Chivas Regal, reconocida por su legado de más de dos siglos, sorprendió en el Gran Premio de Singapur con el lanzamiento de Chivas Regal Crystalgold, una propuesta que desafía la estética y el sabor habituales de la categoría. La marca no solo presentó una innovación técnica inédita, sino que también anunció la incorporación del piloto de Fórmula 1 Charles Leclerc como embajador global.
El debut de Crystalgold marca un hito para la compañía ya que se trata de un whisky cristalino, diseñado para ofrecer suavidad y versatilidad sin renunciar al carácter de la casa. Con esta apuesta, Chivas Regal busca conectar con consumidores que valoran experiencias únicas y adaptables a diferentes contextos, desde una reunión diurna hasta un encuentro nocturno.

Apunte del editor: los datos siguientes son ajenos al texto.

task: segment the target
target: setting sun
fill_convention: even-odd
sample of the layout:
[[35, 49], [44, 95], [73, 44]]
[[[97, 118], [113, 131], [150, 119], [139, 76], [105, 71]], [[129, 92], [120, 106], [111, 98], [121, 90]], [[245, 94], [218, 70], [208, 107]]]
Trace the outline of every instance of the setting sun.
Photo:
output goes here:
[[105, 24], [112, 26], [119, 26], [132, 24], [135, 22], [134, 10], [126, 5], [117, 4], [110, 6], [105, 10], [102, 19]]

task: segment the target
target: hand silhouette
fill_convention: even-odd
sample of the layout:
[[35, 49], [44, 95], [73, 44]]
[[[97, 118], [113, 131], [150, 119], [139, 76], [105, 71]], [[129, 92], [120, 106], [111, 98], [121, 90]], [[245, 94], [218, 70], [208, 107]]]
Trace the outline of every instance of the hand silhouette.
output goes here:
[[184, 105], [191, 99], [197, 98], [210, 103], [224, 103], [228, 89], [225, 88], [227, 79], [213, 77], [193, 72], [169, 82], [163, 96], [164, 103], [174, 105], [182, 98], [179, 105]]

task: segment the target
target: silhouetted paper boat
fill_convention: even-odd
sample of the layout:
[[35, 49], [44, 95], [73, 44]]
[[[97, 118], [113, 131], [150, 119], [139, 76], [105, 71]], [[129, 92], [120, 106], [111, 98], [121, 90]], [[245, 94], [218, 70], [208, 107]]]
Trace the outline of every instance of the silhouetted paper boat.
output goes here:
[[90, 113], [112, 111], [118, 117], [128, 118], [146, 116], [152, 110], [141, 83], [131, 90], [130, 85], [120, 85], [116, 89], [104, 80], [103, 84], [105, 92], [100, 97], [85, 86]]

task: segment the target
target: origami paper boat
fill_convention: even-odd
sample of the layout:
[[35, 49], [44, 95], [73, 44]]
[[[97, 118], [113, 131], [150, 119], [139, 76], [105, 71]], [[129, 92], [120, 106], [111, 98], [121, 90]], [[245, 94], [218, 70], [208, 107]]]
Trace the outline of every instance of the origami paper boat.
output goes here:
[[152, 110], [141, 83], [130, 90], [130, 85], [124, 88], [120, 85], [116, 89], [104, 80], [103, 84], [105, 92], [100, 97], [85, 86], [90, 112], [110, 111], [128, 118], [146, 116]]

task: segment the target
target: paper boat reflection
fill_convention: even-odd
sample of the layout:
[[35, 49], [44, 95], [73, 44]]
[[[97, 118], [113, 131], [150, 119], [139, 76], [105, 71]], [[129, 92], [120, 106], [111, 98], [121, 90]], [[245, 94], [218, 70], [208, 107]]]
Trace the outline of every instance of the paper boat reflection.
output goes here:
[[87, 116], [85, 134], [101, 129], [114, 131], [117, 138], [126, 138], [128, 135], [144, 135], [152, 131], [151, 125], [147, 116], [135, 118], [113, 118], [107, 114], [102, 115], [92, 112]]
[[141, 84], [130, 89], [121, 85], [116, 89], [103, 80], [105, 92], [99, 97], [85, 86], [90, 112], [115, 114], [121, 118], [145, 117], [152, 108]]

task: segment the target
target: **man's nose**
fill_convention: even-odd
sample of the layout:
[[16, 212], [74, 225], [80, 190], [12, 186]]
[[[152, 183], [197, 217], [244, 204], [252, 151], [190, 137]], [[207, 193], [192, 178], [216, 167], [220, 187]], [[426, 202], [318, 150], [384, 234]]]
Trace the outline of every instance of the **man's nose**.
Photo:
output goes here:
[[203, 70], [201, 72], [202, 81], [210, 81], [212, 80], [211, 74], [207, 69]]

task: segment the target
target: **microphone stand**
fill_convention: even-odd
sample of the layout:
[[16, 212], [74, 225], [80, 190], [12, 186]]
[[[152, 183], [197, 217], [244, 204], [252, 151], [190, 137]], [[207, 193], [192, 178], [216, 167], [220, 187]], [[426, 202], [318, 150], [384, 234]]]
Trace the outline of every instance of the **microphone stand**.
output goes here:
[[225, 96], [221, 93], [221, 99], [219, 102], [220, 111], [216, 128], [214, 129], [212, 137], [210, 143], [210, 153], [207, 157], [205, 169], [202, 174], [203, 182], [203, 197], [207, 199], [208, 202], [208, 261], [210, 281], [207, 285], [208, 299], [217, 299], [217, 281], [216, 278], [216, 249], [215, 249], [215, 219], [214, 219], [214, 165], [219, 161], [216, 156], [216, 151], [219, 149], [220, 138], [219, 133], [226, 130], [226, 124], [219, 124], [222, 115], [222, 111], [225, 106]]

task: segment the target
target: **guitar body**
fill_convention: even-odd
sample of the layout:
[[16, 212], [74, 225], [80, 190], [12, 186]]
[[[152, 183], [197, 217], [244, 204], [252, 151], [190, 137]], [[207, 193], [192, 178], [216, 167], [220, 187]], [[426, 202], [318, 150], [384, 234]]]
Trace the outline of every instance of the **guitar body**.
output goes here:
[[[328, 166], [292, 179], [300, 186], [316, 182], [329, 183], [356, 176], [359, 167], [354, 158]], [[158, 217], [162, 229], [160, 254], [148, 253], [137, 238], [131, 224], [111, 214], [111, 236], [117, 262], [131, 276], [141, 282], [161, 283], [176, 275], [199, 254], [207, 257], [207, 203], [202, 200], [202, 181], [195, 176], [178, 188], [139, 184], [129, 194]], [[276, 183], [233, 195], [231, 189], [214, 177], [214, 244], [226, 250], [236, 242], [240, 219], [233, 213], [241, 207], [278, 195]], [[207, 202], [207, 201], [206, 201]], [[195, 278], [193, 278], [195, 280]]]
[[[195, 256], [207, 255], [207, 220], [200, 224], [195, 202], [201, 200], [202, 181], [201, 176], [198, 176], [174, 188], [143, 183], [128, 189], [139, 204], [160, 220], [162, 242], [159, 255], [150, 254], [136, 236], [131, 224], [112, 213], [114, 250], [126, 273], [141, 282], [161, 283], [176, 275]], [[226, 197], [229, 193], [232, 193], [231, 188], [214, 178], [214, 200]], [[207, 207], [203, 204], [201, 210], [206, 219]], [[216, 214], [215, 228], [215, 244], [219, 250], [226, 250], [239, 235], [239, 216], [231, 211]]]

Un whisky claro con un mensaje potente
Chivas Regal Crystalgold utiliza un sistema de filtración de vanguardia que elimina el color del líquido, sin comprometer la complejidad de su sabor. El resultado es una bebida transparente, que mantiene la identidad de la marca mientras ofrece una alternativa más ligera y contemporánea. Sandy Hyslop, Master Blender de la casa, mencionó: «La claridad sorprende, pero el sabor es indiscutiblemente nuestro”.
La narrativa de innovación se fortalece con la presencia de Charles Leclerc, quien comparó el espíritu de Crystalgold con la estrategia de la Fórmula 1 y su pasión por el ajedrez y dijo: “Se trata de desafiar los límites sin dejar de ser fiel a las raíces”. De esta manera, Chivas Regal une el mundo de la alta competencia deportiva con el arte del blending, creando un storytelling que resuena tanto con fanáticos del automovilismo como con amantes del whisky de lujo.